Neel Shah, one of Stan’s Google Summer of Code (GSOC) interns, writes:

Over the summer, I will add LambertW transforms to Stan which enable us to model skewed and heavy-tailed data as approximate normals. This post motivates the idea and describes the theory of LambertW × Z random variables.

Though the normal distribution is one of our go-to tools for modeling, the real world often generates observations that are inconsistent with it. The data might appear asymmetric around a central value as opposed to bell-shaped or have extreme values that would be discounted under a normality assumption. When we can’t assume normality, we often have to roll up our sleeves and delve into a more complex model. But, by using LambertW × Z random variables it is possible for us to model the skewness and kurtosis from the data. Then, we continue with our model as if we had a normal distribution. Later, we can back-transform predictions to account for our skewness and kurtosis.

In the first part, we introduce the LambertW function, also known as the product logarithm. Next, we discuss skewness and kurtosis (measures of asymmetry and heavy-tailedness), define the LambertW × Z random variables, and share our implementation plans. Finally, we demonstrate how LambertW transforms can be used for location-hypothesis testing with Cauchy-simulated data.

To simplify matters, we are focusing on the case of skewed and/or heavy-tailed probabilistic systems driven by Gaussian random variables. However, the LambertW function can also be used to back-transform non-Gaussian latent input. Because Stan allows us to sample from arbitrary distributions, we anticipate that LambertW transforms would naturally fit into many workflows.

The full story, with formulas and graphs, is here.
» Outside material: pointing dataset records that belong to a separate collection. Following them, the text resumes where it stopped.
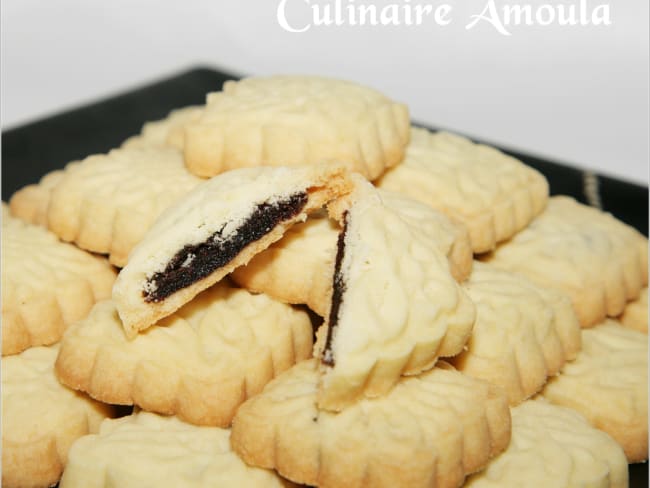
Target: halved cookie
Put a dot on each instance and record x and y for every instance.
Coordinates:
(145, 449)
(493, 194)
(395, 306)
(299, 267)
(46, 284)
(523, 333)
(430, 430)
(199, 363)
(608, 384)
(296, 120)
(554, 446)
(214, 229)
(600, 262)
(41, 419)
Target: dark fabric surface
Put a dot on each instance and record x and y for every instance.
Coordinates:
(30, 151)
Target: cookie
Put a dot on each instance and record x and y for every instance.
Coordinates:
(554, 446)
(40, 419)
(214, 229)
(493, 194)
(130, 452)
(299, 267)
(608, 384)
(430, 430)
(199, 363)
(166, 132)
(46, 285)
(395, 306)
(296, 120)
(600, 262)
(635, 314)
(106, 203)
(523, 333)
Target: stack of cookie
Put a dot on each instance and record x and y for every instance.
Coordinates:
(312, 291)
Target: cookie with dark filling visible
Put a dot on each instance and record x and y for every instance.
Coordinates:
(395, 305)
(214, 229)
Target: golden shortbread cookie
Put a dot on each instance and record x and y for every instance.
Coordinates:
(40, 419)
(608, 384)
(149, 450)
(46, 284)
(599, 261)
(217, 227)
(199, 363)
(296, 120)
(493, 194)
(555, 447)
(523, 333)
(429, 431)
(395, 305)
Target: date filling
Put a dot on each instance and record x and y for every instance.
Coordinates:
(338, 289)
(196, 261)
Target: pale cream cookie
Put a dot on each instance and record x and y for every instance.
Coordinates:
(214, 229)
(149, 450)
(555, 447)
(40, 419)
(46, 284)
(493, 194)
(106, 203)
(608, 384)
(523, 333)
(299, 267)
(599, 261)
(635, 314)
(395, 306)
(429, 431)
(168, 131)
(199, 363)
(296, 120)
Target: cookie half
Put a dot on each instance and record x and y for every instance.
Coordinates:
(635, 314)
(395, 306)
(430, 430)
(523, 333)
(299, 267)
(599, 261)
(214, 229)
(168, 131)
(493, 194)
(146, 449)
(296, 120)
(41, 419)
(199, 363)
(608, 384)
(46, 284)
(554, 446)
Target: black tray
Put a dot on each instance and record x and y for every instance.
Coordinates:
(30, 151)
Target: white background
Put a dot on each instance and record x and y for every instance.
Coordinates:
(577, 94)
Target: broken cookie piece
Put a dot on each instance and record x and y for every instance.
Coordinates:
(217, 227)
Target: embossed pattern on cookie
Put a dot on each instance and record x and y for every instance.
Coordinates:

It’s great to see what’s being done in the Stan community!

Not only the Lambert W but also the inverse hyperbolic sine function allow ‘approximate’ normals. I’ve worked extensively with both of these transformations and in comparison with quantile regression. At the end of the day, I came to the conclusion that, on the whole, QR provided a better (greater accuracy and dependence) solution.

I think the non-principal branch of the LambertW function is going to be more relevant with Stan than it was in Goerg’s papers, but it is fine to start with the principal branch. The Hamiltonian Monte Carlo algorithm in Stan is really good at finding problematic regions on the parameter space, such as those that switch sides of a branch cut, and thus yield divergent transitions.

Yeah We’ve been thinking about about how to switch from the principal to non-principal branch, but we can tackle that once we get to that point. I’m not sure how HMC is going to handle that since as you say it makes a discontinuity when switching between the principal and non-principal branches

If I’m reading these papers correctly, the proposal is to use a LambertW transform on heavy tailed data, then treating the transformed data as gaussian? If I were modeling something heavy tailed and skewed with Stan, I would directly implement the log probability of some distributional family that can exhibit those properties. Ex: Cauchy, pareto-normal mixture, sinharcsinh, etc. It seems like this transformation would be more useful if we want to use inflexible statistical tools that assume gaussian distributions. For example, Georg M. Georg (what a name!!!) writes

In stan, isn’t the throwing out of the baby with the bathwater the whole point?

Agreed, though if the lambert W winds up being useful there’s no reason not to have it.